Use Enumeration and Ranking when the question is about top-k, rank, or support traversal.

Bayesian Families

mixle.stats.bayes provides conjugate and nonparametric families including:

  • Dirichlet and symmetric/dictionary Dirichlet;

  • NormalGamma, NormalWishart, and MultivariateNormalGamma;

  • Dirichlet-process mixtures and hierarchical DPMs;

  • Pitman-Yor process families.

Many estimators accept prior=. With conjugate priors, the same fit surface can produce posterior-bearing models.

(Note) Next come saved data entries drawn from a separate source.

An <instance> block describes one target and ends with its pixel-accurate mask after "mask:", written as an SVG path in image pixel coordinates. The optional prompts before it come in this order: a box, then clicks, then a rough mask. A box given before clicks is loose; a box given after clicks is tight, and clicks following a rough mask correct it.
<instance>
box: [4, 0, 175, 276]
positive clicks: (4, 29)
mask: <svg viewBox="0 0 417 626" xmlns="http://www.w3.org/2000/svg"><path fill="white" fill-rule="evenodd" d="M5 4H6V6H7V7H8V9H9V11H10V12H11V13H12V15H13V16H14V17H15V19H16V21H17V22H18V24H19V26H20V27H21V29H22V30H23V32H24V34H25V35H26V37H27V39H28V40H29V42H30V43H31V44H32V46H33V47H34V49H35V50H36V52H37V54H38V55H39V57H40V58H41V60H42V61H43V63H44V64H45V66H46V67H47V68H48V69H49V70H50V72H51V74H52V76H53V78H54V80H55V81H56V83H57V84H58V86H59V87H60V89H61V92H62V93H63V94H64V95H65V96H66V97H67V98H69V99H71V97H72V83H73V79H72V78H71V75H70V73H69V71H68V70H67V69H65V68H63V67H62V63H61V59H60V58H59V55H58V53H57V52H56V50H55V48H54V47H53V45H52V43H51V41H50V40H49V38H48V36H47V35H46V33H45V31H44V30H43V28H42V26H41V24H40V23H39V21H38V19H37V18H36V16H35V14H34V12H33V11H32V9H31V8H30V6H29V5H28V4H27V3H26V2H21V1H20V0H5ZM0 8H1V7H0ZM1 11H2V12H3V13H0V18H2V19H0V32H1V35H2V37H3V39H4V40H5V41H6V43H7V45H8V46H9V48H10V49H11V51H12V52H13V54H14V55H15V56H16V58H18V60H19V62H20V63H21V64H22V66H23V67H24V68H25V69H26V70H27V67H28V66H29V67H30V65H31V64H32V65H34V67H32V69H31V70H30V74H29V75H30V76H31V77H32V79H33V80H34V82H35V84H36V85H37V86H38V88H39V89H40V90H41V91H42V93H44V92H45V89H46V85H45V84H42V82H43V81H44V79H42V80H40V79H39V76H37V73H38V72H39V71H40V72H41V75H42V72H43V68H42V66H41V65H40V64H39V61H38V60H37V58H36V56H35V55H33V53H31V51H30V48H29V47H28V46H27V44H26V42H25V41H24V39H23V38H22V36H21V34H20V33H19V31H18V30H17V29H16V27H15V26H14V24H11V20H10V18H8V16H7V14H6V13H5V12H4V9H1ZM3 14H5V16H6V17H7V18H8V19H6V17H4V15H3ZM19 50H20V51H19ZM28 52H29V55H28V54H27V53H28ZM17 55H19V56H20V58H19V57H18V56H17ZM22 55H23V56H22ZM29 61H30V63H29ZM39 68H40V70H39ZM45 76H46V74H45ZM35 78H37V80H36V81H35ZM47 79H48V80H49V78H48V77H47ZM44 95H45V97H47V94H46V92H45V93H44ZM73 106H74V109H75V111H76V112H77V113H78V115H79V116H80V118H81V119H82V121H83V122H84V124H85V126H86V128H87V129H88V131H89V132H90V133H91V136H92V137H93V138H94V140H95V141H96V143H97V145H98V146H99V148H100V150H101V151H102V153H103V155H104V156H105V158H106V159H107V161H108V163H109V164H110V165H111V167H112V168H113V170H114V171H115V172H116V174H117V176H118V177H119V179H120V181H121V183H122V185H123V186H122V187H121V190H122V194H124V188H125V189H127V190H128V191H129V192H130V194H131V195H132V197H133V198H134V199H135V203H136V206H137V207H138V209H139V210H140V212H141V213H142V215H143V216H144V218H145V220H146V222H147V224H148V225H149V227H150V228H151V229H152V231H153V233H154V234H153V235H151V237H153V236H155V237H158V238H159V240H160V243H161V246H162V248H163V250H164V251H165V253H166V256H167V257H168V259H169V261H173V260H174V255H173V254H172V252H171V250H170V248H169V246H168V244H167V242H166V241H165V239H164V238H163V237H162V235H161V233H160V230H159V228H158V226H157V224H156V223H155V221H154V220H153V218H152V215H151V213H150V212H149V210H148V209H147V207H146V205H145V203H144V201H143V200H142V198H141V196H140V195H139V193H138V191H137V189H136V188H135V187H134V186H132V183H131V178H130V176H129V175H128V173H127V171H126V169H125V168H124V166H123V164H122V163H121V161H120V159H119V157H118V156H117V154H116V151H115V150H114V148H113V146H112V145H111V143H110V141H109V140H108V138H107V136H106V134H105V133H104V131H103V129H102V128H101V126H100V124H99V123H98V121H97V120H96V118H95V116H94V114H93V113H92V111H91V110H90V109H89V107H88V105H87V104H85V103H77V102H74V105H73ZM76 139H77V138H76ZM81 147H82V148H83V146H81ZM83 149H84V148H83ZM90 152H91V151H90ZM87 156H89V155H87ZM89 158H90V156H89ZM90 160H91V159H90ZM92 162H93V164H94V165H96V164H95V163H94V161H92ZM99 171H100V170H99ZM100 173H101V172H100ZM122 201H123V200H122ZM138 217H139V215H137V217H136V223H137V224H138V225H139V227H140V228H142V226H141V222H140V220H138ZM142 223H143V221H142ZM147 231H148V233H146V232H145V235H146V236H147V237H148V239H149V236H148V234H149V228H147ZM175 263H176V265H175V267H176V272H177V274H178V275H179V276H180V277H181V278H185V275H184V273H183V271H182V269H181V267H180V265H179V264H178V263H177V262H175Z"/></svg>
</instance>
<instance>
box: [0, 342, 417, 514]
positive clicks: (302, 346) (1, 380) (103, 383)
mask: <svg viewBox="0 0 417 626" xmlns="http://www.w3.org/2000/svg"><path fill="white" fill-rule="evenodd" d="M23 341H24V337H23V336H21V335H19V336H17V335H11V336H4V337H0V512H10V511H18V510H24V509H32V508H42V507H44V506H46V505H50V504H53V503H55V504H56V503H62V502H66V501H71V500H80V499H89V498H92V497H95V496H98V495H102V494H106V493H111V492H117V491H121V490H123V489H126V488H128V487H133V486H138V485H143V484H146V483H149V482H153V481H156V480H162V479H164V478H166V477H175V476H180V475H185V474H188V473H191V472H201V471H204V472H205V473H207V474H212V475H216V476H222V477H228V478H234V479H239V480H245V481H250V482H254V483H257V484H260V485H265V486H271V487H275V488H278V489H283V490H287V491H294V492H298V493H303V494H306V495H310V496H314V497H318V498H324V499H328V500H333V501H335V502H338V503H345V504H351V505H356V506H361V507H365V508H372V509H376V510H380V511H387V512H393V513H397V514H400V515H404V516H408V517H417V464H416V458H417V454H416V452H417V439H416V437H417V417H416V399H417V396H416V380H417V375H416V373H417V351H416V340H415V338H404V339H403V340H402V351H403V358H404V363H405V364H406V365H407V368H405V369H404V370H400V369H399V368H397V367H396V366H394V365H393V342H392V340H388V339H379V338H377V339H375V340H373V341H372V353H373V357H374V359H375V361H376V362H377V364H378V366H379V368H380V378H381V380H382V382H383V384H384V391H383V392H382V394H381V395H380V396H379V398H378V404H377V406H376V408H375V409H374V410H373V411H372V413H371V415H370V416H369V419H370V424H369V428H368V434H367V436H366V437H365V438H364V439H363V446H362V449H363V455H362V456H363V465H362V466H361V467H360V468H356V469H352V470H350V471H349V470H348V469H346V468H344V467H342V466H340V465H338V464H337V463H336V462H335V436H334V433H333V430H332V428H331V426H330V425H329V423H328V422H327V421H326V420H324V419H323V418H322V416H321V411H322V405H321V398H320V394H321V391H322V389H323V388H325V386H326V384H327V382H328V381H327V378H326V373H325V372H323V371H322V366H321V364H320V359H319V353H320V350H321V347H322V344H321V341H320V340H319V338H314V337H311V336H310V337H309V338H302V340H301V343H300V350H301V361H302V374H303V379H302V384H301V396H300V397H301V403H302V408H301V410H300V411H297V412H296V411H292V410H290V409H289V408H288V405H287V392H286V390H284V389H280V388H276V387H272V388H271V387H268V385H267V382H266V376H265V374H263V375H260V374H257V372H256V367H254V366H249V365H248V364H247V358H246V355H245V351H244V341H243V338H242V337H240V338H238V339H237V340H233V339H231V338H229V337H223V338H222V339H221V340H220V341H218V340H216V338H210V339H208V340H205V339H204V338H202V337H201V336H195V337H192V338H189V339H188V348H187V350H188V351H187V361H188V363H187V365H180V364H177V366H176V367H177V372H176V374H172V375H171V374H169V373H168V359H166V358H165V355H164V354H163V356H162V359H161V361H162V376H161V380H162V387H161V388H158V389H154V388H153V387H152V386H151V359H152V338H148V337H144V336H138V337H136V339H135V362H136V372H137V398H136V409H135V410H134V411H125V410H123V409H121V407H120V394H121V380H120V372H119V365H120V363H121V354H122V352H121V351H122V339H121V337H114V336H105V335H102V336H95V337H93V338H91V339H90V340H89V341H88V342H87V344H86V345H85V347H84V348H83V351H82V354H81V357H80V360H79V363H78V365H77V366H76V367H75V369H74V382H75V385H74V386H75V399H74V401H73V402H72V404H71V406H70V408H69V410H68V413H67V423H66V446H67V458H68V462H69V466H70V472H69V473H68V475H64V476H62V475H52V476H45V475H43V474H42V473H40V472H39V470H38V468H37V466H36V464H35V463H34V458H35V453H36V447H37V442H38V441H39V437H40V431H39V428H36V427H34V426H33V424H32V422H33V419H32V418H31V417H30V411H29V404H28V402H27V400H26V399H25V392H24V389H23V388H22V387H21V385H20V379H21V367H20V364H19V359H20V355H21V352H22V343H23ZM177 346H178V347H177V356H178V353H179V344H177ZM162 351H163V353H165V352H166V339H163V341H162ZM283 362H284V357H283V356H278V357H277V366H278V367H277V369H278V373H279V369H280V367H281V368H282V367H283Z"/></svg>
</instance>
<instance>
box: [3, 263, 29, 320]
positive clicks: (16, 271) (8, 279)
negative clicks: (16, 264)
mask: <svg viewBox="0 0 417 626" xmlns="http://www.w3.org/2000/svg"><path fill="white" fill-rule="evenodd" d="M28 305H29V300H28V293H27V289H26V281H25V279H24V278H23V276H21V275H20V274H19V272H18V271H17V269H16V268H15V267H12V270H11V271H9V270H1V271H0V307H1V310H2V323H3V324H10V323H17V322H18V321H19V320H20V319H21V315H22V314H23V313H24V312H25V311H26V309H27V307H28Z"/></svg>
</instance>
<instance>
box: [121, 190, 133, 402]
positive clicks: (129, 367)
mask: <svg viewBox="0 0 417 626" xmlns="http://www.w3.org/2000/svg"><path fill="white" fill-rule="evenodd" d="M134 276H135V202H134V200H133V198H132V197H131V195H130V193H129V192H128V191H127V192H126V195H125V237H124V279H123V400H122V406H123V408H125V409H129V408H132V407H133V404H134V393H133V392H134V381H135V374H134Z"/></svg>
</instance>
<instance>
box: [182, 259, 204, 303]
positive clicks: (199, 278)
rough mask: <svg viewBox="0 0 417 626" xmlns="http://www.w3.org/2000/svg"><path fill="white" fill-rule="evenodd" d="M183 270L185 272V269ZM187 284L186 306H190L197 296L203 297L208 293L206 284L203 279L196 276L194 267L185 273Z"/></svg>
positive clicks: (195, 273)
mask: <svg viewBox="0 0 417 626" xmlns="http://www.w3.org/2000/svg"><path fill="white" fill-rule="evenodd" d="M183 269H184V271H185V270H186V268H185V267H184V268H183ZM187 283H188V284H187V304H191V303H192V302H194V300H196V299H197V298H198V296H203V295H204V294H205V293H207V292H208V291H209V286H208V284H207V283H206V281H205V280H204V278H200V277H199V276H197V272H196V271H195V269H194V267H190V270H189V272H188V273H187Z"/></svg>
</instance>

Generated Kernels and Capabilities

Many distributions expose metadata used by generated kernels, backend scoring, conjugate updates, enumeration, or symbolic export. Inspect behavior through the capability layer:

import mixle

print(mixle.describe(model))
print(mixle.capabilities(model))

Do not assume a family supports every operation because it supports log_density. Capabilities are the public way to ask.